Les Buttes, St Pierre du Bois - La Salle Paroissiale is centre left

Today the most important fact that differentiates a Guernsey parish from a UK parish is that in Guernsey the parish assemblies (or parish meetings as they are more often called) decide on the sums to be raised through parochial taxation to finance both secular and ecclesiastical expenditure. A parish meeting is analogous to a sitting of the States as only a parish meeting can approve budgets and accounts. In this analogy a Douzaine's role is similar to that of a States' Department in that it makes secular budget proposals to the parish meeting but acceptance of those proposals is entirely dependent upon the meeting's approval.

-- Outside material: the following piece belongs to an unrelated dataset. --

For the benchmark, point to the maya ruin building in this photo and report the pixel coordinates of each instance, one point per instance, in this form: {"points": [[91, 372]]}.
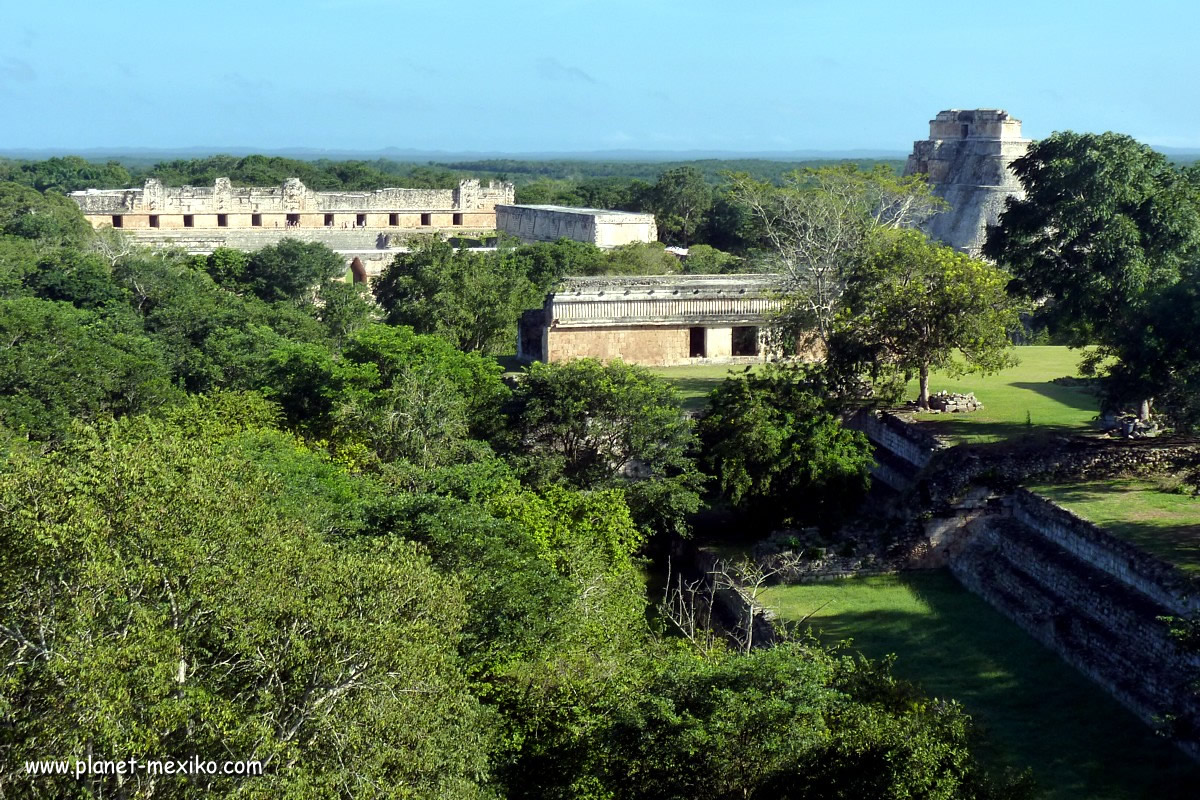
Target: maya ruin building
{"points": [[967, 160], [357, 224], [599, 227], [654, 320]]}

As the sums raised through parochial taxation have declined relative to those raised by the States, in particular since the introduction of income tax in the 1920s, so the importance of the parish meetings has declined. If the increase in parochial expenditure had kept pace with that of States expenditure over the last hundred years each parish would be raising an average of £7,500,000 annually through its rates and doubtless attendance at parish meetings would be higher than it is at present.

The Parochial Taxation Law makes no reference to Douzaines. The current procedures whereby the Douzaines compile the proposed budget for the forthcoming year is customary. The law requires only that the Constables publish proposed expenditure in the Gazette Officielle (the Publication) prior to the parish meeting for debate at that meeting. All that prevents a parishioner from asking the Constables to include a proposal in the Publication is that such a request is not customary.

Until the 19th century parish meetings were held early in the morning on church property, outdoors if the weather was fine, and they were chaired by the rector. In 1902 the States decided to formally separate parish meetings into two parts; the first part, chaired by the rector, to consider ecclesiastical matters presented by the churchwardens and the second part, chaired by the Dean of the Douzaine, to consider secular matters. This change was of fundamental importance, it acknowledged the spread of literacy beyond the clergy, the non-Anglican denominations and the increasing secularisation of society.

The right to raise money for a wide variety of purposes, as enshrined in the Parochial Taxation Law and as exercised at parish meetings, lies at the heart of our parishes' autonomy.